Fed policy makers said further action would probably be needed “fairly soon” without evidence of a “substantial and sustainable” improvement in the recovery, according to minutes of the July 31-Aug. 1 meeting released Aug. 22. They next meet Sept. 12-13. Monetary easing can devalue currencies and accelerate inflation, boosting the allure of gold, which generally earns investors returns only through price gains.
Gold closed above its 200-day moving average on Aug. 22 for the first time since March, and that may be a “shot in the arm” for prices to rally toward $1,700, CMC Markets U.K. Plc said in a report that day. The metal held above the measure from the beginning of 2009 through the end of last year, a period in which it reached a record $1,921.15 in September.
Other technical indicators signal the rally could stall. Bullion’s 14-day relative-strength index was at 70.8 yesterday, above the level of 70 that indicates to some analysts who study such charts that a drop in prices may be imminent.
The increase in prices and ETP holdings has yet to be reflected in speculative wagers in U.S. futures markets. Hedge funds and other money managers cut bets on a rally by 58 percent since the end of February, U.S. Commodity Futures Trading Commission data show. The net-long position fell 4 percent in the week to Aug. 14 and is near the lowest since 2008.
Physical demand is slowing elsewhere, with sales of American Eagle gold coins by the U.S. Mint dropping 49 percent to 30,500 ounces last month, the lowest since April. The mint sold 19,000 ounces so far in August, data on its website show.
Gold imports in India, last year’s biggest buyer, are set to fall as much as 50 percent in the September to December period from a year earlier, Prithviraj Kothari, president of the Bombay Bullion Association, said Aug. 21. Local prices reached a record yesterday, data compiled by Bloomberg show. That may crimp demand at a time when a below-average monsoon in the country threatens rural incomes.
Bullion should be supported toward the end of this year and the beginning of 2013 on rising seasonal wedding and festival demand in Asia, Ronald Stoeferle, a commodity analyst at Erste Group Bank AG in Vienna, said in a report e-mailed Aug. 22.

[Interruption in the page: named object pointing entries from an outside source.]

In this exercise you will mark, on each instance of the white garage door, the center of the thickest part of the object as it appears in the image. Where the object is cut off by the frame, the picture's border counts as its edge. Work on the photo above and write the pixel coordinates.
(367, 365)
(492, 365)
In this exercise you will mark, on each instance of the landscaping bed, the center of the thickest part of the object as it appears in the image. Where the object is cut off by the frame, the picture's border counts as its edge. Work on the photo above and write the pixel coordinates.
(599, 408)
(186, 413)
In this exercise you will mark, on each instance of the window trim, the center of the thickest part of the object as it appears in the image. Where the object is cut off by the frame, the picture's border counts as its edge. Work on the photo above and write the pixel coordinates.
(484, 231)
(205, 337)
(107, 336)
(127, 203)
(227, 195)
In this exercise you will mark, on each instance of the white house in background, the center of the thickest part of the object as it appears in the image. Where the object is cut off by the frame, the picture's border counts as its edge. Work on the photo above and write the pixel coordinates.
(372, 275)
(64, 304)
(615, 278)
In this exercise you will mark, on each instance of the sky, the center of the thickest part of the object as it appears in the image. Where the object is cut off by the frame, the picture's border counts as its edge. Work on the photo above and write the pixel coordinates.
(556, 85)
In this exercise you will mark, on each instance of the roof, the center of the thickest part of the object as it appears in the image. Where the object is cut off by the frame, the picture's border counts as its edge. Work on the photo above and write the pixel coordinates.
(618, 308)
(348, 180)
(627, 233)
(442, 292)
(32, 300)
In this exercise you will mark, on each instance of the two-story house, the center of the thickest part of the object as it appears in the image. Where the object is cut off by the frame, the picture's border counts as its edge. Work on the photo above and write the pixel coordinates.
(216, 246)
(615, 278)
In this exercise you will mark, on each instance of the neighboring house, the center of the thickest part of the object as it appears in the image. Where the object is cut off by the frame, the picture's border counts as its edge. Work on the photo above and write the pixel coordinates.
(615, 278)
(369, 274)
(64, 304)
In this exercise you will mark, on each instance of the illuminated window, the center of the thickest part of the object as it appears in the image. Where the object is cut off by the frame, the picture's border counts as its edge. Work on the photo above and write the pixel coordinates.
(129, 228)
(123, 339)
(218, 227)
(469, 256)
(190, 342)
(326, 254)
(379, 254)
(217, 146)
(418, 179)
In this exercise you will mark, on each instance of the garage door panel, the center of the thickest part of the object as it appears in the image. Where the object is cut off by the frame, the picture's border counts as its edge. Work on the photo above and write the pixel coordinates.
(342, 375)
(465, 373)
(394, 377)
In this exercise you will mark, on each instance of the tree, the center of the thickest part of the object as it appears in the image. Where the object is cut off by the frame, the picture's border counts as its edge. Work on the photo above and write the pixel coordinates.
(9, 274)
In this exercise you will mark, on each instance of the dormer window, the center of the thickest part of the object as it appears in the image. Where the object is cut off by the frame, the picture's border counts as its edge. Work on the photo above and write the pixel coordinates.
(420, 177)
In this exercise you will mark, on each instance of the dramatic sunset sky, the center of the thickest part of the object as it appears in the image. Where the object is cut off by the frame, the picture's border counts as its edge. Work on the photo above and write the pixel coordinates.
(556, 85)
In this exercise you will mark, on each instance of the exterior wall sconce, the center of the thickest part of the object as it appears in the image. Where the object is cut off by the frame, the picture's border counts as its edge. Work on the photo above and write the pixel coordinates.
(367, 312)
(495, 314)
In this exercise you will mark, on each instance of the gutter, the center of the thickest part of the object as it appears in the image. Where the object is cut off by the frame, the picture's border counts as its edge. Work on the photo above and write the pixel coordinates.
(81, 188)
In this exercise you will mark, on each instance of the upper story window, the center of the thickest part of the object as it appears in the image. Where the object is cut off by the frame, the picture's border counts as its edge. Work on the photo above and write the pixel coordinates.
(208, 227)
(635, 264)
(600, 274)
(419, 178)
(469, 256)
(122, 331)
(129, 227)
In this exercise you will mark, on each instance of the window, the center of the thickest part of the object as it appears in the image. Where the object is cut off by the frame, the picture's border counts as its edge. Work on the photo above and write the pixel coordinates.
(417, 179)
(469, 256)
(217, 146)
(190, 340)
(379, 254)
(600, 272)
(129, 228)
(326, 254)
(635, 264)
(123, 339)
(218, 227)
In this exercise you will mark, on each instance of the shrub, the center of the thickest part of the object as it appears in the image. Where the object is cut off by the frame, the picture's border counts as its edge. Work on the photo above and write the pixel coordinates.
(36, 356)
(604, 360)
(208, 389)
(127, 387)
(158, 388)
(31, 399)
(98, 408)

Next page: Commodities Surveys
In other commodities, 11 of 22 traders and analysts surveyed by Bloomberg expect copper to gain next week and five predicted a drop. The metal for delivery in three months, the London Metal Exchange’s benchmark contract, added 1.3 percent to $7,699 a ton this year.

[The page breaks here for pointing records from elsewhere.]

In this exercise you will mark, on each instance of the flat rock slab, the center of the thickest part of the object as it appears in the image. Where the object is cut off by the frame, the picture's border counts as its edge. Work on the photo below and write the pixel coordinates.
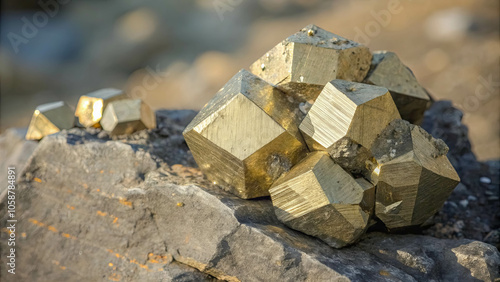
(93, 208)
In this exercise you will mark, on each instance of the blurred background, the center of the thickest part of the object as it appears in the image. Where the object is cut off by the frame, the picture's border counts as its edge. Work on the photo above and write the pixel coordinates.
(177, 54)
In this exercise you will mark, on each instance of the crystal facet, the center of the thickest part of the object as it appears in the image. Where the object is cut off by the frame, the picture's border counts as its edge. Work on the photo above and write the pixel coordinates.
(319, 198)
(246, 136)
(49, 119)
(414, 177)
(127, 116)
(409, 96)
(304, 62)
(348, 109)
(90, 107)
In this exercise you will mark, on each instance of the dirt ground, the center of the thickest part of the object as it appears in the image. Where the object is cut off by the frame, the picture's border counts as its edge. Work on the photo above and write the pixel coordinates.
(180, 60)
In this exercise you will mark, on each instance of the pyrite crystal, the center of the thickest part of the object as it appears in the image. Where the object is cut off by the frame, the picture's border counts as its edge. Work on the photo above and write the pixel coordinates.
(415, 176)
(127, 116)
(246, 136)
(410, 97)
(348, 109)
(49, 119)
(90, 107)
(319, 198)
(304, 62)
(364, 160)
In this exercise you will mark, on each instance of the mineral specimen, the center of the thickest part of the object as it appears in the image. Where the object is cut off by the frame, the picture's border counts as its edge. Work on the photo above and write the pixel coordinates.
(414, 175)
(246, 136)
(304, 62)
(253, 136)
(91, 106)
(410, 97)
(348, 109)
(127, 116)
(319, 198)
(49, 119)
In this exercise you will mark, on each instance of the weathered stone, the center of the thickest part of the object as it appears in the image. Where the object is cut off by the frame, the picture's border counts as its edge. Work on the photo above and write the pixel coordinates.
(91, 106)
(68, 203)
(246, 136)
(49, 119)
(409, 96)
(414, 175)
(319, 198)
(347, 109)
(304, 62)
(127, 116)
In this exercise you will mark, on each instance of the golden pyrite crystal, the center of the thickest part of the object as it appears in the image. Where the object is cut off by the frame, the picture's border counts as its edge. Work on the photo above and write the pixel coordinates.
(319, 198)
(348, 109)
(410, 97)
(91, 106)
(304, 62)
(49, 119)
(364, 161)
(414, 176)
(246, 136)
(127, 116)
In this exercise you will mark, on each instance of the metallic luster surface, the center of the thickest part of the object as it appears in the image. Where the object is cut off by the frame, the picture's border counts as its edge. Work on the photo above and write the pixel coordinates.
(319, 198)
(127, 116)
(348, 109)
(90, 107)
(246, 136)
(304, 62)
(49, 119)
(415, 176)
(410, 97)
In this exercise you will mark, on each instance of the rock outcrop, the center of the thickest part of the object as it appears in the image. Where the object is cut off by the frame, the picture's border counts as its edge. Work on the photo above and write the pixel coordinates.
(135, 208)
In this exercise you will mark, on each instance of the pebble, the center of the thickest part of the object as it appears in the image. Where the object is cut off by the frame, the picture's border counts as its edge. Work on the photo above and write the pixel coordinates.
(485, 180)
(464, 203)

Five of 10 people surveyed said raw sugar will decline next week and four expect an increase. The commodity slid 15 percent to 19.83 cents a pound since the start of January on ICE Futures U.S. in New York.
Thirteen of 23 people surveyed anticipate higher corn prices next week and five were bearish, while 17 of 23 said soybeans will increase and three predicted declines. Corn jumped 28 percent to $8.285 a bushel in Chicago this year and reached a record $8.49 on Aug. 10 as the worst U.S. drought in half a century damaged crops. Soybeans set an all-time high yesterday and are up 43 percent this year at $17.2725 a bushel.

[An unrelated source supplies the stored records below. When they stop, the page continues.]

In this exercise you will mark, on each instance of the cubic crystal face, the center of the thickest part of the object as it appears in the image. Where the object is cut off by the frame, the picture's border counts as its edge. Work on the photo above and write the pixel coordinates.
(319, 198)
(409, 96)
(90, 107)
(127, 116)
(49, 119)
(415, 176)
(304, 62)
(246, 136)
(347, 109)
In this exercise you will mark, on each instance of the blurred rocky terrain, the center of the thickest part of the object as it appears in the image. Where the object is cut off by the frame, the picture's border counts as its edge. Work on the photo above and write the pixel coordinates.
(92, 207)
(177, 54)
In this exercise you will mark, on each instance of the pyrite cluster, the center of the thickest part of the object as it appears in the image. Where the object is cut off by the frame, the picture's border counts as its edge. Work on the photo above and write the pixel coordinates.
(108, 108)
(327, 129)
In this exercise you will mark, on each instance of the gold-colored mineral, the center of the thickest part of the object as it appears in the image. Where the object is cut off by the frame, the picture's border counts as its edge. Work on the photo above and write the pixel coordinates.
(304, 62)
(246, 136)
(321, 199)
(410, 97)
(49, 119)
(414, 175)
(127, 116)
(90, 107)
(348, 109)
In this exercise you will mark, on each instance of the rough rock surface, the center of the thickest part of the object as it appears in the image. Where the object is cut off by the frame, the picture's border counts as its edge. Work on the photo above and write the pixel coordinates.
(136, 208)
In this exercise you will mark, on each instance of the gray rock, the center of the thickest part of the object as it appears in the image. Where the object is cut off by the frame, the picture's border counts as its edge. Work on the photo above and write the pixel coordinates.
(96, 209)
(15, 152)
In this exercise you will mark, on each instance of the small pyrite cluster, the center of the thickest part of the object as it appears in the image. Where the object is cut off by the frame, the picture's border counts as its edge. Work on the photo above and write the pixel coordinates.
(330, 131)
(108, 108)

The S&P GSCI gauge of raw materials entered a bull market on Aug. 21, climbing more than 20 percent from this year’s lowest close on June 21. The global economy will expand 3.5 percent this year and 3.9 percent in 2013, the IMF estimates. Developing nations will grow 5.6 percent in 2012, it predicts.
“In the short-term, it would be difficult to see considerably higher commodity prices without quantitative easing from central banks,” said Daniel Briesemann, an analyst at Commerzbank AG in Frankfurt. “In the long term, I don’t think that commodities need quantitative easing measures, as they can rise without it. The economy should recover and demand in emerging markets is still relatively robust.”